In appearances separated by mere hours on Tuesday, Olivia Chow and Karen Stintz both laid out their vision for how they will fund major transit priorities like the downtown relief line if elected.

Chow’s plan, which was announced during a speech to the Toronto Region Board of Trade, would see the city cancel the planned extension of the Bloor-Danforth line into Scarborough and instead build a less expensive light rail transit line, using the previously approved property tax hike along with investments from the federal and provincial governments to help fund additional transit priorities.

“It’s a specific commitment to operate, repair and build transit,” Chow said, noting that she hoped the plan would generate $1 billion to fund repairs to existing TTC infrastructure and get the ball rolling on a downtown relief line. “I hope our city’s willingness to invest in our needs will bring Ottawa and Queen’s Park to the table. We have to get people moving faster, by fixing and improving existing service and building new service.”

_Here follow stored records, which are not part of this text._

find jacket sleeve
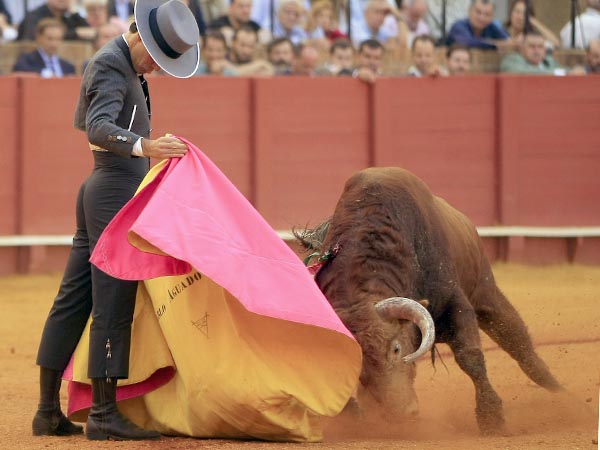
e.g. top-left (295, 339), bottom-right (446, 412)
top-left (84, 54), bottom-right (140, 158)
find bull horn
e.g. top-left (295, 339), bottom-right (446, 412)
top-left (375, 297), bottom-right (435, 363)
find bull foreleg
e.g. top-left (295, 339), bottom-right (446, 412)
top-left (447, 303), bottom-right (505, 434)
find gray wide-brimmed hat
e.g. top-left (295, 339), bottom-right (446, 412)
top-left (134, 0), bottom-right (200, 78)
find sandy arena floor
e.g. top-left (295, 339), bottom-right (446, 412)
top-left (0, 265), bottom-right (600, 450)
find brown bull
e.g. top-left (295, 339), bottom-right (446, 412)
top-left (297, 168), bottom-right (560, 433)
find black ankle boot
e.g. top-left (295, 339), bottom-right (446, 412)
top-left (31, 367), bottom-right (83, 436)
top-left (85, 378), bottom-right (160, 441)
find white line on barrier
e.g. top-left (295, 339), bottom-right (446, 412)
top-left (0, 226), bottom-right (600, 247)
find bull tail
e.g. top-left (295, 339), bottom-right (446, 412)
top-left (473, 286), bottom-right (562, 392)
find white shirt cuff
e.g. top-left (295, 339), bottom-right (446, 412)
top-left (131, 138), bottom-right (144, 157)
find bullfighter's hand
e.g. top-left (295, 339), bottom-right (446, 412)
top-left (142, 135), bottom-right (188, 159)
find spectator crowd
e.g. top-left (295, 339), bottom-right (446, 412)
top-left (0, 0), bottom-right (600, 82)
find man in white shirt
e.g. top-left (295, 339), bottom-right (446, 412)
top-left (560, 0), bottom-right (600, 49)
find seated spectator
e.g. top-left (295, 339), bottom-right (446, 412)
top-left (352, 0), bottom-right (399, 47)
top-left (585, 39), bottom-right (600, 75)
top-left (407, 35), bottom-right (448, 77)
top-left (0, 0), bottom-right (17, 42)
top-left (250, 0), bottom-right (311, 33)
top-left (208, 0), bottom-right (260, 42)
top-left (273, 0), bottom-right (308, 45)
top-left (18, 0), bottom-right (89, 40)
top-left (81, 21), bottom-right (123, 73)
top-left (399, 0), bottom-right (429, 47)
top-left (195, 30), bottom-right (237, 76)
top-left (198, 0), bottom-right (230, 27)
top-left (504, 0), bottom-right (560, 48)
top-left (306, 0), bottom-right (346, 49)
top-left (447, 0), bottom-right (516, 49)
top-left (425, 0), bottom-right (471, 44)
top-left (315, 38), bottom-right (354, 76)
top-left (180, 0), bottom-right (208, 36)
top-left (292, 44), bottom-right (319, 77)
top-left (560, 0), bottom-right (600, 49)
top-left (352, 39), bottom-right (384, 83)
top-left (108, 0), bottom-right (135, 23)
top-left (76, 0), bottom-right (108, 41)
top-left (446, 44), bottom-right (471, 75)
top-left (229, 25), bottom-right (274, 76)
top-left (13, 18), bottom-right (75, 78)
top-left (569, 39), bottom-right (600, 75)
top-left (267, 37), bottom-right (294, 75)
top-left (500, 31), bottom-right (566, 75)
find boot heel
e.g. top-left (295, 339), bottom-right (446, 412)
top-left (85, 430), bottom-right (109, 441)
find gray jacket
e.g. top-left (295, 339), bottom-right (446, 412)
top-left (74, 36), bottom-right (150, 158)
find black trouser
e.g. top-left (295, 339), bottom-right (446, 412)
top-left (37, 156), bottom-right (148, 378)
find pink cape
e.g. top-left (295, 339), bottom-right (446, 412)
top-left (91, 138), bottom-right (354, 339)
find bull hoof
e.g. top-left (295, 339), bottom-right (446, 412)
top-left (477, 410), bottom-right (510, 436)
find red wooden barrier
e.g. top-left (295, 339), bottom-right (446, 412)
top-left (499, 76), bottom-right (600, 263)
top-left (148, 76), bottom-right (254, 200)
top-left (254, 77), bottom-right (370, 229)
top-left (0, 76), bottom-right (600, 272)
top-left (19, 77), bottom-right (92, 271)
top-left (0, 76), bottom-right (20, 274)
top-left (373, 77), bottom-right (498, 229)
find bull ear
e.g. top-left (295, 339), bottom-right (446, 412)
top-left (375, 297), bottom-right (435, 363)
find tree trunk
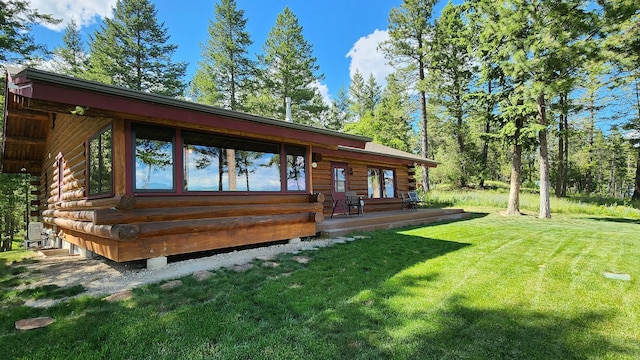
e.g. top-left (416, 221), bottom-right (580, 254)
top-left (538, 92), bottom-right (551, 219)
top-left (556, 95), bottom-right (566, 197)
top-left (505, 141), bottom-right (522, 216)
top-left (631, 149), bottom-right (640, 200)
top-left (505, 111), bottom-right (524, 216)
top-left (479, 79), bottom-right (493, 189)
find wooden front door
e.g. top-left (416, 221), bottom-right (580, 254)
top-left (331, 163), bottom-right (349, 216)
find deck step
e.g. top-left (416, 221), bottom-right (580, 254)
top-left (316, 209), bottom-right (471, 237)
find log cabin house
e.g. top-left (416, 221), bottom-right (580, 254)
top-left (1, 68), bottom-right (436, 262)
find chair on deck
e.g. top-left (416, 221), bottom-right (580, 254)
top-left (345, 191), bottom-right (364, 215)
top-left (400, 190), bottom-right (422, 211)
top-left (331, 191), bottom-right (347, 218)
top-left (407, 190), bottom-right (422, 210)
top-left (400, 191), bottom-right (417, 210)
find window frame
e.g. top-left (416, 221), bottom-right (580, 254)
top-left (85, 124), bottom-right (115, 199)
top-left (367, 166), bottom-right (398, 200)
top-left (126, 120), bottom-right (310, 196)
top-left (130, 122), bottom-right (175, 193)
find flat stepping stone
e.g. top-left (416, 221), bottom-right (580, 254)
top-left (160, 280), bottom-right (182, 291)
top-left (193, 270), bottom-right (213, 281)
top-left (291, 256), bottom-right (311, 264)
top-left (231, 264), bottom-right (253, 272)
top-left (602, 271), bottom-right (631, 281)
top-left (15, 316), bottom-right (55, 330)
top-left (104, 290), bottom-right (133, 303)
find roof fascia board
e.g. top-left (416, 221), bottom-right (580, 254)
top-left (17, 68), bottom-right (371, 145)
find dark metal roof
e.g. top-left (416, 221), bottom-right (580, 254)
top-left (13, 68), bottom-right (371, 142)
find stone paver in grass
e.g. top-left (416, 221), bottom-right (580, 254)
top-left (262, 261), bottom-right (280, 268)
top-left (291, 256), bottom-right (311, 264)
top-left (104, 290), bottom-right (133, 303)
top-left (160, 280), bottom-right (182, 291)
top-left (15, 316), bottom-right (55, 330)
top-left (602, 271), bottom-right (631, 281)
top-left (193, 270), bottom-right (213, 281)
top-left (231, 264), bottom-right (253, 272)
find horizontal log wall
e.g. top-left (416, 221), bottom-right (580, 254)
top-left (43, 194), bottom-right (324, 261)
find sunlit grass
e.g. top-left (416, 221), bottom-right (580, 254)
top-left (424, 184), bottom-right (640, 219)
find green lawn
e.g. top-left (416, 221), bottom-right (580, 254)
top-left (0, 195), bottom-right (640, 359)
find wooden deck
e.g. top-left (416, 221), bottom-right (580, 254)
top-left (316, 209), bottom-right (471, 237)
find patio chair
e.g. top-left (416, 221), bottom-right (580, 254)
top-left (345, 191), bottom-right (364, 215)
top-left (400, 192), bottom-right (418, 210)
top-left (407, 190), bottom-right (422, 210)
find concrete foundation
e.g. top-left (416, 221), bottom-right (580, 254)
top-left (289, 238), bottom-right (302, 244)
top-left (147, 256), bottom-right (167, 270)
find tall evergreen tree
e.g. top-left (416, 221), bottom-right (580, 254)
top-left (349, 69), bottom-right (373, 120)
top-left (344, 73), bottom-right (416, 152)
top-left (428, 3), bottom-right (476, 187)
top-left (323, 86), bottom-right (354, 131)
top-left (53, 20), bottom-right (88, 77)
top-left (88, 0), bottom-right (187, 97)
top-left (381, 0), bottom-right (436, 191)
top-left (250, 7), bottom-right (327, 125)
top-left (192, 0), bottom-right (255, 110)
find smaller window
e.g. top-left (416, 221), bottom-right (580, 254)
top-left (367, 168), bottom-right (396, 199)
top-left (285, 145), bottom-right (307, 191)
top-left (132, 124), bottom-right (175, 191)
top-left (88, 127), bottom-right (113, 196)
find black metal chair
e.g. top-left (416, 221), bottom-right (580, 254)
top-left (345, 191), bottom-right (364, 215)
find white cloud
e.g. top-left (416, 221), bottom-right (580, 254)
top-left (31, 0), bottom-right (117, 31)
top-left (346, 29), bottom-right (394, 86)
top-left (311, 80), bottom-right (331, 105)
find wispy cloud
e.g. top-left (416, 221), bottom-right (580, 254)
top-left (311, 80), bottom-right (331, 105)
top-left (31, 0), bottom-right (117, 31)
top-left (346, 29), bottom-right (394, 85)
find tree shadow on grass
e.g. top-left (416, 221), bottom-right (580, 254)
top-left (319, 294), bottom-right (640, 360)
top-left (588, 217), bottom-right (640, 224)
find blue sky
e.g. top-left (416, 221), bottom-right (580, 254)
top-left (31, 0), bottom-right (444, 101)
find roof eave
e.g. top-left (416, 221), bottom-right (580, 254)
top-left (14, 68), bottom-right (371, 142)
top-left (338, 146), bottom-right (440, 167)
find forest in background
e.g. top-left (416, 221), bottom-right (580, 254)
top-left (0, 0), bottom-right (640, 233)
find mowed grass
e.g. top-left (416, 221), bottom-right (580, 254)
top-left (0, 195), bottom-right (640, 359)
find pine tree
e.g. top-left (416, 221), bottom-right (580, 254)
top-left (53, 20), bottom-right (88, 77)
top-left (428, 3), bottom-right (476, 187)
top-left (323, 86), bottom-right (354, 131)
top-left (192, 0), bottom-right (255, 110)
top-left (381, 0), bottom-right (436, 191)
top-left (250, 7), bottom-right (327, 125)
top-left (88, 0), bottom-right (187, 97)
top-left (344, 74), bottom-right (415, 152)
top-left (349, 69), bottom-right (373, 120)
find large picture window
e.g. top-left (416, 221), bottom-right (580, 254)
top-left (367, 168), bottom-right (396, 199)
top-left (87, 126), bottom-right (113, 196)
top-left (132, 124), bottom-right (175, 191)
top-left (182, 131), bottom-right (278, 191)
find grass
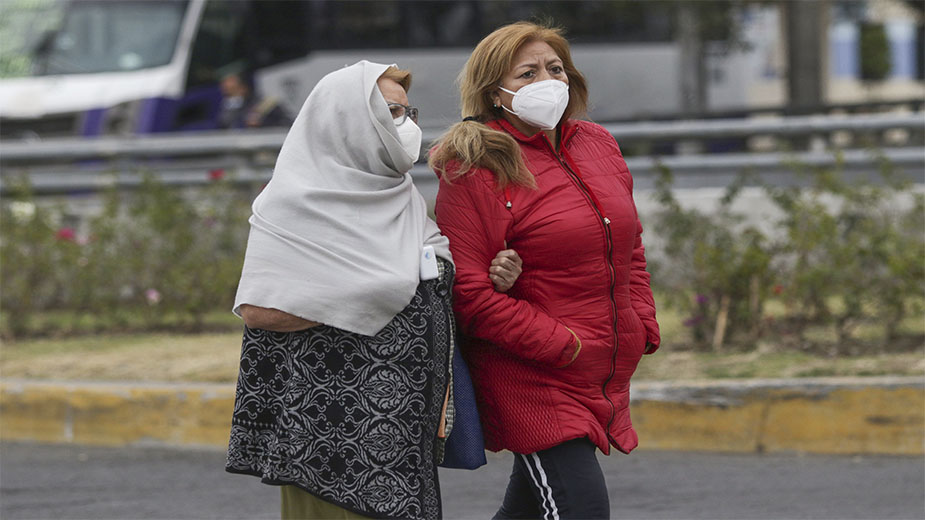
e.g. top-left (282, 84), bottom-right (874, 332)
top-left (0, 300), bottom-right (925, 383)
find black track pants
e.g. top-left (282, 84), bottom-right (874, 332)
top-left (494, 437), bottom-right (610, 520)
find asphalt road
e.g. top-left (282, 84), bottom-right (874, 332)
top-left (0, 443), bottom-right (925, 520)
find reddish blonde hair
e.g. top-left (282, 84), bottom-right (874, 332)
top-left (428, 22), bottom-right (588, 187)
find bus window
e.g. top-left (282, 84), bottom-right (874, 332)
top-left (186, 2), bottom-right (247, 90)
top-left (37, 0), bottom-right (187, 75)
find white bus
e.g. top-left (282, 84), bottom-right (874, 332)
top-left (0, 0), bottom-right (680, 139)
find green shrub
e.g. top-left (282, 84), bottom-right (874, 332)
top-left (655, 168), bottom-right (774, 350)
top-left (858, 23), bottom-right (892, 81)
top-left (0, 173), bottom-right (252, 337)
top-left (650, 150), bottom-right (925, 355)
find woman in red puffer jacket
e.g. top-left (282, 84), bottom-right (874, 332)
top-left (430, 22), bottom-right (659, 518)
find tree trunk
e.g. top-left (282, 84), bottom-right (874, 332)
top-left (781, 0), bottom-right (829, 110)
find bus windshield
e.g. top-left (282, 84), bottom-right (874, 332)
top-left (35, 0), bottom-right (188, 75)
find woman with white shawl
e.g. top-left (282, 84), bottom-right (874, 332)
top-left (226, 61), bottom-right (520, 519)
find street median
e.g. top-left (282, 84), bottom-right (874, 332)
top-left (0, 377), bottom-right (925, 455)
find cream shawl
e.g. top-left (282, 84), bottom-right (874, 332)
top-left (234, 61), bottom-right (450, 336)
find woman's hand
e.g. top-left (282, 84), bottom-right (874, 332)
top-left (240, 303), bottom-right (321, 332)
top-left (488, 249), bottom-right (524, 292)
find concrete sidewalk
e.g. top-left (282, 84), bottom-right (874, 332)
top-left (0, 377), bottom-right (925, 455)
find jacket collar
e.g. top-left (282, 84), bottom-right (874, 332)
top-left (485, 117), bottom-right (578, 148)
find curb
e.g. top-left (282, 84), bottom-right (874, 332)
top-left (0, 377), bottom-right (925, 455)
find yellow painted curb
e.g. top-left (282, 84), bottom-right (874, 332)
top-left (631, 377), bottom-right (925, 455)
top-left (0, 377), bottom-right (925, 455)
top-left (0, 381), bottom-right (234, 446)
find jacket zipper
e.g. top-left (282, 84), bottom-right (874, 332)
top-left (545, 139), bottom-right (620, 445)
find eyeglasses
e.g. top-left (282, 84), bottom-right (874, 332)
top-left (389, 103), bottom-right (418, 126)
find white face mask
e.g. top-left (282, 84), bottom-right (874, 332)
top-left (396, 117), bottom-right (422, 162)
top-left (498, 79), bottom-right (568, 130)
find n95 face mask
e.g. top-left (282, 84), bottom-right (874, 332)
top-left (396, 117), bottom-right (422, 162)
top-left (498, 79), bottom-right (568, 130)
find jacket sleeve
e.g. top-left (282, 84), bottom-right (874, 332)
top-left (604, 130), bottom-right (661, 354)
top-left (435, 171), bottom-right (577, 367)
top-left (630, 217), bottom-right (661, 354)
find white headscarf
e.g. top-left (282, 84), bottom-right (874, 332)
top-left (234, 61), bottom-right (451, 336)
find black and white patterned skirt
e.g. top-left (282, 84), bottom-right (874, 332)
top-left (226, 262), bottom-right (455, 519)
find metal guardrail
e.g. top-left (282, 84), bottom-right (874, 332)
top-left (0, 112), bottom-right (925, 164)
top-left (0, 112), bottom-right (925, 197)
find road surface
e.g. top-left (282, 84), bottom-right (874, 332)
top-left (0, 443), bottom-right (925, 520)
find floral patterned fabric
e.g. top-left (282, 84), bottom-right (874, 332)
top-left (226, 262), bottom-right (455, 519)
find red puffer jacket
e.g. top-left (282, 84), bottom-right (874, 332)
top-left (436, 120), bottom-right (659, 454)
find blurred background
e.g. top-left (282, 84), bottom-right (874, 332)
top-left (0, 0), bottom-right (925, 381)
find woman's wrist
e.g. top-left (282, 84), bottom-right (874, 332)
top-left (556, 327), bottom-right (581, 368)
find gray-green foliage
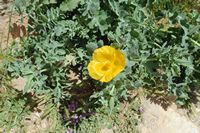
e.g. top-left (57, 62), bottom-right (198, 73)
top-left (8, 0), bottom-right (200, 111)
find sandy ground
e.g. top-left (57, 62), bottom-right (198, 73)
top-left (0, 1), bottom-right (200, 133)
top-left (139, 98), bottom-right (200, 133)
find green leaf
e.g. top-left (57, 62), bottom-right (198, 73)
top-left (60, 0), bottom-right (84, 11)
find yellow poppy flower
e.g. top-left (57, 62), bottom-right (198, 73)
top-left (88, 46), bottom-right (125, 82)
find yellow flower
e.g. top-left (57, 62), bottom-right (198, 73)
top-left (88, 46), bottom-right (125, 82)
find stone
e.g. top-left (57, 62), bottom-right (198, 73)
top-left (139, 99), bottom-right (200, 133)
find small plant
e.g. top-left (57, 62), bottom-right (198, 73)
top-left (2, 0), bottom-right (200, 132)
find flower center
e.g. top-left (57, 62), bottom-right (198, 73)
top-left (101, 63), bottom-right (110, 71)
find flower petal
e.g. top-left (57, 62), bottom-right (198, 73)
top-left (92, 46), bottom-right (115, 62)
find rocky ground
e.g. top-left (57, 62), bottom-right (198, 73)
top-left (139, 98), bottom-right (200, 133)
top-left (0, 0), bottom-right (200, 133)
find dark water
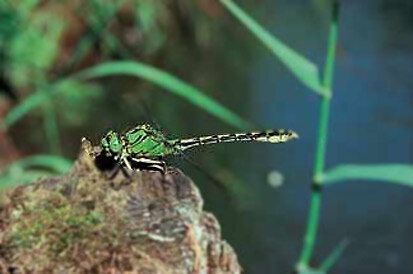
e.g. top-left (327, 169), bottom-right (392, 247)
top-left (187, 0), bottom-right (413, 274)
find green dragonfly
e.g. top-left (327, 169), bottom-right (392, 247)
top-left (101, 124), bottom-right (298, 173)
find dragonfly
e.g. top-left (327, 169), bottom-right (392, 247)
top-left (101, 124), bottom-right (298, 174)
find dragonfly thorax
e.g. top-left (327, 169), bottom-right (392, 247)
top-left (101, 130), bottom-right (123, 158)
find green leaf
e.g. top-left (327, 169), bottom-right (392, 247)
top-left (319, 239), bottom-right (350, 273)
top-left (0, 155), bottom-right (72, 189)
top-left (220, 0), bottom-right (323, 95)
top-left (319, 164), bottom-right (413, 187)
top-left (72, 61), bottom-right (251, 129)
top-left (1, 89), bottom-right (48, 128)
top-left (0, 170), bottom-right (53, 190)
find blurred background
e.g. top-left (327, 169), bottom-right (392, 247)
top-left (0, 0), bottom-right (413, 274)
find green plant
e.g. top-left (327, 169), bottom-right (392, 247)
top-left (220, 0), bottom-right (413, 274)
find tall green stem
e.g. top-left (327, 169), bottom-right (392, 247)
top-left (298, 1), bottom-right (339, 269)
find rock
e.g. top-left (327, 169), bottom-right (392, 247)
top-left (0, 140), bottom-right (241, 274)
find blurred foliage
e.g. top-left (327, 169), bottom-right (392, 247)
top-left (0, 155), bottom-right (72, 190)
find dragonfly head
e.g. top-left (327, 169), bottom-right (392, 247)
top-left (101, 130), bottom-right (122, 158)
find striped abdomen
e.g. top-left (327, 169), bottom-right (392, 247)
top-left (174, 129), bottom-right (298, 151)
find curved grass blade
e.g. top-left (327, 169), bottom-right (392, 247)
top-left (319, 239), bottom-right (350, 273)
top-left (220, 0), bottom-right (323, 95)
top-left (0, 170), bottom-right (55, 191)
top-left (71, 61), bottom-right (251, 130)
top-left (6, 155), bottom-right (72, 173)
top-left (0, 89), bottom-right (48, 129)
top-left (320, 164), bottom-right (413, 187)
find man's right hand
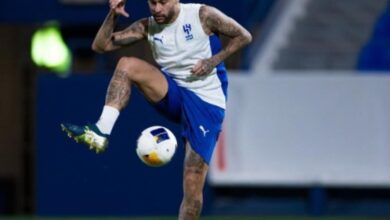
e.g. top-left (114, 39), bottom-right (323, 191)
top-left (110, 0), bottom-right (129, 18)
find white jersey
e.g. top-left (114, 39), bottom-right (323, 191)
top-left (148, 4), bottom-right (227, 109)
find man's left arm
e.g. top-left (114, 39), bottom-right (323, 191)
top-left (192, 5), bottom-right (252, 75)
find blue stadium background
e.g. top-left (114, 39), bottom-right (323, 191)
top-left (0, 0), bottom-right (390, 217)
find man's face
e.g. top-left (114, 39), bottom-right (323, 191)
top-left (148, 0), bottom-right (179, 24)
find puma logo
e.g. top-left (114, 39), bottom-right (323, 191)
top-left (153, 36), bottom-right (164, 44)
top-left (199, 125), bottom-right (210, 137)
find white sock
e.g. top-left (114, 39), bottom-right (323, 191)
top-left (96, 105), bottom-right (119, 135)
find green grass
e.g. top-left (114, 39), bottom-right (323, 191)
top-left (0, 216), bottom-right (390, 220)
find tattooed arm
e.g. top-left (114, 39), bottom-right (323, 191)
top-left (92, 10), bottom-right (148, 53)
top-left (192, 5), bottom-right (252, 75)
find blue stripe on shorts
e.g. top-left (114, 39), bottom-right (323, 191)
top-left (155, 73), bottom-right (225, 164)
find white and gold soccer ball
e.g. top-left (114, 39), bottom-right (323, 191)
top-left (136, 126), bottom-right (177, 167)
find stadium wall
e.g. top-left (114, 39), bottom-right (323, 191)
top-left (35, 72), bottom-right (390, 216)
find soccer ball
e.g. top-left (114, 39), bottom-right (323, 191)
top-left (136, 126), bottom-right (177, 167)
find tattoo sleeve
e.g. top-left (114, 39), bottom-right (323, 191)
top-left (92, 11), bottom-right (117, 53)
top-left (199, 6), bottom-right (252, 65)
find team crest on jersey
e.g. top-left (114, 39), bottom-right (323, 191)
top-left (183, 24), bottom-right (194, 41)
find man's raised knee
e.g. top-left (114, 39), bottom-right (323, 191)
top-left (117, 57), bottom-right (140, 70)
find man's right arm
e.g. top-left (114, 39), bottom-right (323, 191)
top-left (92, 10), bottom-right (148, 53)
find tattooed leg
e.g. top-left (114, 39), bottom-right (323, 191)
top-left (106, 70), bottom-right (131, 110)
top-left (106, 57), bottom-right (168, 110)
top-left (179, 143), bottom-right (208, 220)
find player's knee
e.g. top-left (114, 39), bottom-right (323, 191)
top-left (116, 57), bottom-right (140, 80)
top-left (117, 57), bottom-right (139, 69)
top-left (184, 174), bottom-right (204, 198)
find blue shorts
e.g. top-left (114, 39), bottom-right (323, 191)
top-left (155, 73), bottom-right (225, 164)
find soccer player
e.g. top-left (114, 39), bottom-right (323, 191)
top-left (61, 0), bottom-right (252, 219)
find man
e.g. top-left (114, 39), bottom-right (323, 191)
top-left (62, 0), bottom-right (252, 219)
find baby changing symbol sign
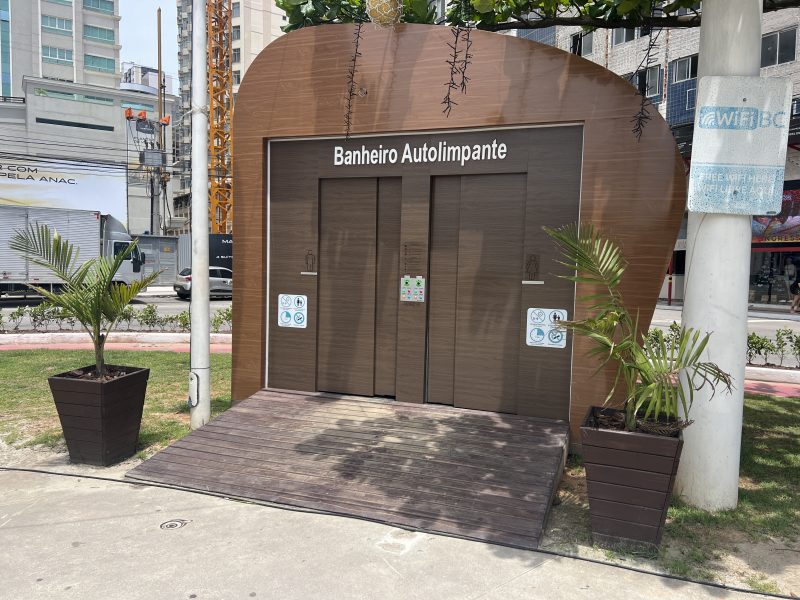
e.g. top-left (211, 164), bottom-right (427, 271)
top-left (525, 308), bottom-right (567, 348)
top-left (278, 294), bottom-right (308, 329)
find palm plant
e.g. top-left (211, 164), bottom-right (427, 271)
top-left (544, 224), bottom-right (732, 431)
top-left (10, 223), bottom-right (159, 378)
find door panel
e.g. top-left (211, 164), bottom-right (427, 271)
top-left (317, 179), bottom-right (377, 396)
top-left (426, 177), bottom-right (461, 405)
top-left (454, 174), bottom-right (526, 412)
top-left (375, 177), bottom-right (402, 396)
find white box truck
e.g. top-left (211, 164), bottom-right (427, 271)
top-left (0, 205), bottom-right (145, 296)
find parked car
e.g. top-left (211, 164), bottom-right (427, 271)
top-left (172, 267), bottom-right (233, 298)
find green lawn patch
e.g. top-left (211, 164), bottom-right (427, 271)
top-left (660, 396), bottom-right (800, 580)
top-left (0, 350), bottom-right (231, 457)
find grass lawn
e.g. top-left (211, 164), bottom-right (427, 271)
top-left (0, 350), bottom-right (231, 457)
top-left (547, 396), bottom-right (800, 593)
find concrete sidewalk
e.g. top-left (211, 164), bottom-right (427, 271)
top-left (0, 471), bottom-right (772, 600)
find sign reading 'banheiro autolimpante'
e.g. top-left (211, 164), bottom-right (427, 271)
top-left (333, 139), bottom-right (508, 167)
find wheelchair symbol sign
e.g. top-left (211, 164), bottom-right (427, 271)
top-left (278, 294), bottom-right (308, 329)
top-left (525, 308), bottom-right (568, 348)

While Chow’s plan hinged largely on looking for money from outside sources, Stintz’s plan called on the city to look internally for the money needed for transit expansion.

The plan, which was unveiled at a morning news conferences, calls for the creation of a $1.6 billion dedicated fund to help fund transit improvements.

According to Stintz, the dedicated fund would be raised over the next 15 years through the sale of 51 per cent of the city’s Toronto Hydro shares ($700 million), the dedication of revenues from traffic enforcement operations ($330 million) and the Toronto Parking Authority ($700 million) as well as the creation of a $3 levy in downtown parking garages owned by the city ($114 million).

“Using different ways of reallocating revenue or selling assets to make fighting congestion a priority will help focus council and make sure we are dealing with the number one issue facing residents today,” Stintz told CP24, shortly after revealing the plan. “Whether it is small business, large business, commuters or moms, the number one thing they are dealing with every day is congestion. Fighting congestion needs to be our number one priority.”

Stintz and Chow have both made funding the estimated $3.2 billion downtown relief line a major element of her campaign, though the former TTC chair told CP24 that her plan would extend far beyond just building underground transit.

“The priority has to be dealing with congestion, so I want to put forward a 15-year plan that makes it possible to invest in the downtown relief line, to fix the potholes, to fix the Gardiner and to deal with congestion,” Stintz said. “It is a long-term plan because it is not a short-term fix.”

Fellow mayoral candidates John Tory, David Soknacki and Sarah Thomson have also voiced their support for the downtown relief line, though only Thomson — who has called for the introduction of road tolls — had previously offered specifics on how to pay for it.

The announcement of Stintz’s and Chow’s plans coincide with the release of a University of Waterloo study which found that Torontonians spend an average of 65 minutes commuting each day.